ASD Libraries are excited to reveal our Visiting Authors for March 2017! Drum roll, please! We will celebrate graphic novels in our reading community with Victoria Jamieson, Matthew Holm and George O'Connor joining us as authors and artists in residence.
Graphic novels have grown tremendously in popularity over the last decade. And, graphic novelists are responding to their devoted readers with more diverse offerings. Many educators think of graphic novels as the "grand equalizers." Redford, YCDC Education Editor says, graphic novels "invite all levels of readers into reading conversations. Since everyone can read graphic novels, everyone can talk about them. And talk they do. Teachers love to witness how graphic novels allow everyone in the class to develop a passionate reading identity."
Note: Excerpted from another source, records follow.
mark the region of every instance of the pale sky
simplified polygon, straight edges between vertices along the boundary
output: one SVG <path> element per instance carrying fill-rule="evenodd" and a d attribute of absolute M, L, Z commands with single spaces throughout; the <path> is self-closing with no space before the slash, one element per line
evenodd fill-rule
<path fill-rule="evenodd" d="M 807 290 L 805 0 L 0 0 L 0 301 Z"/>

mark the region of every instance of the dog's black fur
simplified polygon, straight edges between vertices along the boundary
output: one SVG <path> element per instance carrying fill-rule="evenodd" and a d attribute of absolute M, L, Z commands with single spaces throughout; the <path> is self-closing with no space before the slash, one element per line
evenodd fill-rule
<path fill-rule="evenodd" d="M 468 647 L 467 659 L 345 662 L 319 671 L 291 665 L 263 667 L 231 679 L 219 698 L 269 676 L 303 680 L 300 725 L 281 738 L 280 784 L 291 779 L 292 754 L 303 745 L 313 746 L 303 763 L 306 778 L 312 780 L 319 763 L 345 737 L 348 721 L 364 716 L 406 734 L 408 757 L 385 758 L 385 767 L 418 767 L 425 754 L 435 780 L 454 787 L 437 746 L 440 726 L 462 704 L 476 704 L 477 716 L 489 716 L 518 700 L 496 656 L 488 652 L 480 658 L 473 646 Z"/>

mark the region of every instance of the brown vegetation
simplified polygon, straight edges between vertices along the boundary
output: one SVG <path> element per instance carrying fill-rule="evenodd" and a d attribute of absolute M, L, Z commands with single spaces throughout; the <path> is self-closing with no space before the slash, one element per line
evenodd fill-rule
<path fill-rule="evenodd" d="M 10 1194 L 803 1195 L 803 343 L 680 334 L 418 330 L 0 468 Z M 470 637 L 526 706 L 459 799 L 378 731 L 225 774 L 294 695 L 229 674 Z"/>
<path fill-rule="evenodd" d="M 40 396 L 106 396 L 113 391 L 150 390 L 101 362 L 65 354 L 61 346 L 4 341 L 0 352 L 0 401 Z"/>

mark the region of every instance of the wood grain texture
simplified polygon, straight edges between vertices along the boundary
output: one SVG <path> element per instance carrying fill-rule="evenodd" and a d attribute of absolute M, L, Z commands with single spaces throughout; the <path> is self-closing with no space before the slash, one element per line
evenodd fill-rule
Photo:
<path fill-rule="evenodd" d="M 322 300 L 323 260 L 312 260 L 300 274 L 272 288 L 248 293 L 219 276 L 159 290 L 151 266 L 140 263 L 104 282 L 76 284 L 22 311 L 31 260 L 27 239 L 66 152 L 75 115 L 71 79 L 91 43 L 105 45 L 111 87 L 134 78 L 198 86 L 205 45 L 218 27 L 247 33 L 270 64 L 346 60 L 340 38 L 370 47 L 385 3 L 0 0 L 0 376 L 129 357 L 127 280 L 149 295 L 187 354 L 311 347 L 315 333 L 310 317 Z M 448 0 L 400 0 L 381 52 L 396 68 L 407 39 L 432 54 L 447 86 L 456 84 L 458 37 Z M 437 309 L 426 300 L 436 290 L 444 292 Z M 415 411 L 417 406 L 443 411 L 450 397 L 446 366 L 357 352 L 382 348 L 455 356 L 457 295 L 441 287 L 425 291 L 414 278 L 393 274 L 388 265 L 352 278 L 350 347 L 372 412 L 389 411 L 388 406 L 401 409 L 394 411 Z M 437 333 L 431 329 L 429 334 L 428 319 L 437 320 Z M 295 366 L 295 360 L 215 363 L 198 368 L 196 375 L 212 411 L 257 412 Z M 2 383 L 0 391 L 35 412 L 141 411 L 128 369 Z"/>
Learn more about these talented storytellers below and by exploring their websites.
Victoria Jamieson
Victoria Jamieson is a children's book and graphic novel author and illustrator. Her works include Roller Girl, winner of the 2016 Newbery Honor, The Great Pet Escape, Olympig and Bea Rocks the Flock. She studied illustration at the Rhode Island School of Design, and went on to receive her MA in Museum Studies at the University of Syndey. After living in Rome, Montreal, and Australia, she moved back to the United States, where she began working as a designer with a children's book publisher in New York City. She now lives in Portland, Oregon, with her husband and young son. Along with writing and illustrating, she teaches children's book illustration at Pacific Northwest College of Art.
Matthew Holm
Matthew Holm is the co-creator of two critically-acclaimed and award-winning graphic novel series for children, Babymouse and Squish. Together with his sister, author Jennifer L. Holm, the pair created both graphic novel series, and raised the profile of the graphic novel in children’s literature, as well as proved how important graphic novels can be in getting children to learn to read. Babymouse and Squish have become staples on classroom and library shelves around the world, and have enticed even the most reluctant readers into reading for pleasure.
Matthew enjoys speaking at schools and libraries. His enthusiasm for his profession and the books he has created acts as a wonderful catalyst for discussion about the literary world and the role that graphic novels play in it, as well as entertains and encourages children to become lovers of reading. In addition to his job as an illustrator, Matt is also a professional graphic designer and the Consulting Creative Director for Hot Knife Design, Inc., of Boston, Mass. He lives in Portland, Ore., with his wife and dog.
George O’Connor
George O’Connor’s first graphic novel, Journey Into Mohawk Country, used as its sole text the actual historical journal of the seventeenth-century Dutch trader Harmen Meyndertsz van den Bogaert, and told the true story of how New York almost wasn’t. He followed that up with Ball Peen Hammer, the first graphic novel written by playwright Adam Rapp, a dark dystopian view of a society’s collapse as intimately viewed by four lost souls. Now he has brought his attention to Olympians, an ongoing series retelling the classic Greek myths in comics form. In addition to his graphic novel career, Mr. O’Connor has published several children’s picture books, including the New York Times best-selling Kapow, Sally and the Some-Thing, and Uncle Bigfoot. He lives in Brooklyn, NY.